Joelho de Porco é uma banda brasileira de rock formada em 1972 em São Paulo. Famosa por seu ecletismo musical e poético, foi "amadrinhada" pela cantora Aracy de Almeida e precursora da atitude punk no Brasil, sendo uma das bandas mais importantes do rock brasileiro na década de 1970.[1]

História[editar | editar código-fonte]

Antecedentes e formação[editar | editar código-fonte]

Em 1965 é formado em São Paulo o grupo The Skeletons, que posteriormente se tornaria Os Abrasivos. Com um repertório de rock instrumental, contava com Fábio Gasparini e Eduardo Zocchi nas guitarras e Próspero Albanese na bateria, inicialmente sem baixista. Mais tarde, o baixista Gerson Tatini, futuro integrante do Moto Perpétuo, banda que revelou Guilherme Arantes, se integra ao grupo.[2]

Ainda na década de 1960, é formado o grupo Mona, com Próspero Albanese, Fábio Gasparini e Gerson Tatini entre seus vários integrantes. Passaram pelo Mona o guitarrista André Geraissati, os irmãos Albino e Pedro Infantozzi, João Paulo de Almeida e Conrado Ruiz.[3][2]
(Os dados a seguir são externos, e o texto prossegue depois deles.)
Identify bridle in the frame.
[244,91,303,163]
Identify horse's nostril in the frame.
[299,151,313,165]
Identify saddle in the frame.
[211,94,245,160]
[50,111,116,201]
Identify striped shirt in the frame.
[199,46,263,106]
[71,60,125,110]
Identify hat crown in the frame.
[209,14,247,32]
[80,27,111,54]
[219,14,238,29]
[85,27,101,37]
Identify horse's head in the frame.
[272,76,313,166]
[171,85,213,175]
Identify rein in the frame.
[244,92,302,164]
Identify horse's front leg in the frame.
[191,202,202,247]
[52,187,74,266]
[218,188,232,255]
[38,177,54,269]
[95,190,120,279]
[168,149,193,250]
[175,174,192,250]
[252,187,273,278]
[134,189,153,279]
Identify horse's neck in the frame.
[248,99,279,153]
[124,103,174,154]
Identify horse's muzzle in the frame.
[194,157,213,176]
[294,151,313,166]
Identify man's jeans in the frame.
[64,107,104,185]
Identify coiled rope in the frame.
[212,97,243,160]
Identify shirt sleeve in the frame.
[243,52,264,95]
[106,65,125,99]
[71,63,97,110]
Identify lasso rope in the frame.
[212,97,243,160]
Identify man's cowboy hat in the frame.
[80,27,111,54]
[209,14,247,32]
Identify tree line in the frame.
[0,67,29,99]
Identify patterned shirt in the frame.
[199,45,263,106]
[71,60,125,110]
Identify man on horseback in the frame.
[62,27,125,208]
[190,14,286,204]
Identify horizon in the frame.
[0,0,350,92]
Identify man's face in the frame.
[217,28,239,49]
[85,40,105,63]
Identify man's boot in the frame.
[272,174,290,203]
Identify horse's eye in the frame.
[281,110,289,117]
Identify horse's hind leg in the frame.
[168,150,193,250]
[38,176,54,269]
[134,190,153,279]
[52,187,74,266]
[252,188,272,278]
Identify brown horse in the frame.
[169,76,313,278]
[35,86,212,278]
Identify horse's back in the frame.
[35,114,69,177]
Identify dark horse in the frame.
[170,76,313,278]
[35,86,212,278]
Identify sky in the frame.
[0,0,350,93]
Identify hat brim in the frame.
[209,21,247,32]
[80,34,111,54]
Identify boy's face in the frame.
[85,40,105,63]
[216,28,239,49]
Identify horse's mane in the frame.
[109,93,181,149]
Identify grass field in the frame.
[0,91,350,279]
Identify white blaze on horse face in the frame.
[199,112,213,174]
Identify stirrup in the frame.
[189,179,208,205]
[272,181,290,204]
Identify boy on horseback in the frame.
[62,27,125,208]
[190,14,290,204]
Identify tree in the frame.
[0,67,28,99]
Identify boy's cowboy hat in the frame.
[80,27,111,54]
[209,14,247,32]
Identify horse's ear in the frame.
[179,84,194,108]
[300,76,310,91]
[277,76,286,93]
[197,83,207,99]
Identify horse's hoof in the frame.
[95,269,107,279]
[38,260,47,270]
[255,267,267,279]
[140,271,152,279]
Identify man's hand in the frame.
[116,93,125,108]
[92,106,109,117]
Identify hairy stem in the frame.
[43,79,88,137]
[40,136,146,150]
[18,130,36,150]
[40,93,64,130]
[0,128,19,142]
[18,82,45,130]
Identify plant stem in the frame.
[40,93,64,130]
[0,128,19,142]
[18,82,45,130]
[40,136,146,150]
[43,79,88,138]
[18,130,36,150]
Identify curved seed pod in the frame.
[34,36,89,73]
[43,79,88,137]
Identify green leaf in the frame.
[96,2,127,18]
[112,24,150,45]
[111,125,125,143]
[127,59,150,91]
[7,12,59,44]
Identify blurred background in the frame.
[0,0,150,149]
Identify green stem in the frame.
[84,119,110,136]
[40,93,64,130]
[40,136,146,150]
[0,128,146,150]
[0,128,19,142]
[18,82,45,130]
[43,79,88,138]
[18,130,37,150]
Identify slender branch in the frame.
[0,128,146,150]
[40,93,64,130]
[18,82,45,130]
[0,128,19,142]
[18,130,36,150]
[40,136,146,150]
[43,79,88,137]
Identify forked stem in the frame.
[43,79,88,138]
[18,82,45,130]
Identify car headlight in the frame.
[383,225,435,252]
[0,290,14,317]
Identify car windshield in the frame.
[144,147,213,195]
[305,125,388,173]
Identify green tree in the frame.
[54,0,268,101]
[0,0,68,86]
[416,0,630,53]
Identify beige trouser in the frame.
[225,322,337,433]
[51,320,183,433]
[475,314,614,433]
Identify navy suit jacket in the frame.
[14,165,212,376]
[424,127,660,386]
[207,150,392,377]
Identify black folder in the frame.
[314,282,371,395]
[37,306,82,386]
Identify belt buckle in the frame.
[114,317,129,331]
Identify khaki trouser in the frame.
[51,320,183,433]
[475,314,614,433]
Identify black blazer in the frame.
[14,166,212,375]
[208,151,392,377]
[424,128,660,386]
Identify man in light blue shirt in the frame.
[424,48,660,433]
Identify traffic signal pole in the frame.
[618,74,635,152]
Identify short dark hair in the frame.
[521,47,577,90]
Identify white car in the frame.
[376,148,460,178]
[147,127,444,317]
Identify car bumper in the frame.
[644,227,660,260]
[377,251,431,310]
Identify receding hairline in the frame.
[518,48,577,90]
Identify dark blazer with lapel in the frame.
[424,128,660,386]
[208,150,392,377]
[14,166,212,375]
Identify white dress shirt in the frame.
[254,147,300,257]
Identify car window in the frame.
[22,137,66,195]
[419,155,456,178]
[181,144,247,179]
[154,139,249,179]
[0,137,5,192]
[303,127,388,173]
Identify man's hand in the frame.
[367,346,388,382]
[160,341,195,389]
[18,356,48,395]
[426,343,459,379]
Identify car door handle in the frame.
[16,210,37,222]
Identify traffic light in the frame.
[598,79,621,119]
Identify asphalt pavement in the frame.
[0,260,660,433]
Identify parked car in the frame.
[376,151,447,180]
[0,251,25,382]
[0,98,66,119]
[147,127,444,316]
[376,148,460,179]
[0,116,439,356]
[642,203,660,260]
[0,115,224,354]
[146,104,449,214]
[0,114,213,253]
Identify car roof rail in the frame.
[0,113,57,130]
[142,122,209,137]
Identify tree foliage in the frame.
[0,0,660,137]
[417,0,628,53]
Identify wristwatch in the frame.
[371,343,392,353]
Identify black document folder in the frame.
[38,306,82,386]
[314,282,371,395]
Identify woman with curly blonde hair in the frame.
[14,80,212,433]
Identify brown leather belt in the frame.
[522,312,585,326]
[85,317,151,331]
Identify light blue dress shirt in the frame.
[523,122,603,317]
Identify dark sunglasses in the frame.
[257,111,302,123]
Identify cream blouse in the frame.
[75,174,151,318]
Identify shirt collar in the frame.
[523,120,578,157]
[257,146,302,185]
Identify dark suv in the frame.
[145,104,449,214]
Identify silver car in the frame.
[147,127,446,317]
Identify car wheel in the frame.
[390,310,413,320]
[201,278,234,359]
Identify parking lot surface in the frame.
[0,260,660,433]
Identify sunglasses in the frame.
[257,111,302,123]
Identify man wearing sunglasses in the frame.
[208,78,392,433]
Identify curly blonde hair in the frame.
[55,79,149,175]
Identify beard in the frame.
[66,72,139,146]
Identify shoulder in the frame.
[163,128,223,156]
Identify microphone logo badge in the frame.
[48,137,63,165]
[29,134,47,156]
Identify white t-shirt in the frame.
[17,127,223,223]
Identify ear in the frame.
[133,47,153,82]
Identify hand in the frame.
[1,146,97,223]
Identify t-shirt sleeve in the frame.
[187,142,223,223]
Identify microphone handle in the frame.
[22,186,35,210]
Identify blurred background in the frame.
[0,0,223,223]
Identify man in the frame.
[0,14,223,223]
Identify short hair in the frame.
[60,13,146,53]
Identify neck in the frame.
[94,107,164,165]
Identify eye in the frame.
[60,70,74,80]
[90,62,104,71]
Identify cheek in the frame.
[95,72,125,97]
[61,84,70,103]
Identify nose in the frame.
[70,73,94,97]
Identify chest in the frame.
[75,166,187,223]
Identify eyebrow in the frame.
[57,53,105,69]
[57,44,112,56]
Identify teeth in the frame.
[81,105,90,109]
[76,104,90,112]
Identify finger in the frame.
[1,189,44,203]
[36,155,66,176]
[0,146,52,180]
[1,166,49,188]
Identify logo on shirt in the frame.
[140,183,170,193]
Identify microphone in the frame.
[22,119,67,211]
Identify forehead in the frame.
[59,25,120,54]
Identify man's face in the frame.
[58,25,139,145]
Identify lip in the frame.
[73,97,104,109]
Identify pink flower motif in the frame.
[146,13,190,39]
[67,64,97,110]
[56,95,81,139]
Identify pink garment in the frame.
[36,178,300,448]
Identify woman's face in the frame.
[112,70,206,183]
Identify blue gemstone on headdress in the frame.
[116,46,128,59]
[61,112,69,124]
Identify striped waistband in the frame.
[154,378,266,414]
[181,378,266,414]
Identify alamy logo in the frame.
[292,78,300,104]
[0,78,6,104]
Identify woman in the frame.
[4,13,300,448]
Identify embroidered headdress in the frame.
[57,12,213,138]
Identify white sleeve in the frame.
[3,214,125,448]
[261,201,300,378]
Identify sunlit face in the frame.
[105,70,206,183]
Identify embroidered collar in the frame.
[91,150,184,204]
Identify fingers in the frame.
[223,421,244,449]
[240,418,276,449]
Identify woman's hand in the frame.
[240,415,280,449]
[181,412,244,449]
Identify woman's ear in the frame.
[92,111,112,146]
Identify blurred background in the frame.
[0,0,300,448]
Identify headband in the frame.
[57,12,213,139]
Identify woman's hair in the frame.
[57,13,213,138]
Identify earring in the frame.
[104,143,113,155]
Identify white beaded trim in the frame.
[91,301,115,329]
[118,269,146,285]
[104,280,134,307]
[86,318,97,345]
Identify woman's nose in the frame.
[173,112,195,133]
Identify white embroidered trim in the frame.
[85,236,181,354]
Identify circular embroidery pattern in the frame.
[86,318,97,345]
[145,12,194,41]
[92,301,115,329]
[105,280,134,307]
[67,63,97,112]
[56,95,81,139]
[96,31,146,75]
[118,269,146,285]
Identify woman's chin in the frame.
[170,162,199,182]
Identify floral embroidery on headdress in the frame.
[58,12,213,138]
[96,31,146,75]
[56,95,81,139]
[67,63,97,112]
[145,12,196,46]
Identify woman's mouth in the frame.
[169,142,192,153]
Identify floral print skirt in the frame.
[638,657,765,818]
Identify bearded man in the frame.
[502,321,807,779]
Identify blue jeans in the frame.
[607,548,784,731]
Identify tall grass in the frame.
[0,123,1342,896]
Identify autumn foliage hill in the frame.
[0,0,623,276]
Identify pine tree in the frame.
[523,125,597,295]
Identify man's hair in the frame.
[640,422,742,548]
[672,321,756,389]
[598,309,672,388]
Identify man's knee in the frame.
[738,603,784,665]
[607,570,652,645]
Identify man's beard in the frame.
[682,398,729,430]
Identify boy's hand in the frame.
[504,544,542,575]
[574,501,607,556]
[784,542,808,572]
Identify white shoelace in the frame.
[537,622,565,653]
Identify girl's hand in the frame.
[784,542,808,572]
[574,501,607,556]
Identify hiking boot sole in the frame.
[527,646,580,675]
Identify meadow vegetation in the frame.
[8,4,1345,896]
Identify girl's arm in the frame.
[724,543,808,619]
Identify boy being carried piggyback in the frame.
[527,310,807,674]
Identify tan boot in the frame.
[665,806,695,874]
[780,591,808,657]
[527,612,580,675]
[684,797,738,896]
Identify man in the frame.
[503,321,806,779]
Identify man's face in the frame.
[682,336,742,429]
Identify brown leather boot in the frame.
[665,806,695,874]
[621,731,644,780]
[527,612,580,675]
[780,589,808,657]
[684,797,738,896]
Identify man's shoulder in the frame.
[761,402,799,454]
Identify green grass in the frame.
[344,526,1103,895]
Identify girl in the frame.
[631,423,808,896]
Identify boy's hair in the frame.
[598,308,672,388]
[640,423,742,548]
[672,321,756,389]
Em 1966, João Paulo de Almeida convida alguns de seus ex-companheiros de Mona para uma apresentação em um Festival do tradicional colégio Rio Branco, defendendo uma composição de sua autoria. O grupo que se apresentou consistia de João Paulo de Almeida (teclado e vocais), Fabio Gasparini (guitarra), Gerson Tatini (baixo), Prospero Albanese (bateria) e Celso (sanfona muda). O nome "Joelho de Porco" foi sugerido por Fabio Gasparini para esta apresentação, a partir de uma piada do músico, que tinha comido um "Eisbein" (joelho de porco) em um restaurante de culinária alemã e sugeriu, em tom de deboche, que o grupo adotasse o nome, o que acabou sendo aceito pelos outros integrantes.[2]

A banda Joelho de Porco, no entanto, em seu repertório e integrantes mais conhecidos pelo público, surgiu em maio de 1972, quando tocaram no TUCA e era formado por Tico Terpins (violão, voz e guitarra base; ex-integrante de Os Baobás), Próspero Albanese (bateria e vocais), Gerson Tatini (baixista que tocou guitarra por alguns meses em 1972), Rodolfo Ayres Braga (baixo e vocais; ex-integrante de Terreno Baldio e The Jet Blacks), Walter Baillot (guitarra solo; ex-integrante de Provos e Século XX, substituiu Gerson Tatini após convite de Rodolfo Ayres Braga), Conrado Ruiz (guitarra, piano e vocais; ex-Mona) e Flavio Pimenta (bateria e percussão).[2]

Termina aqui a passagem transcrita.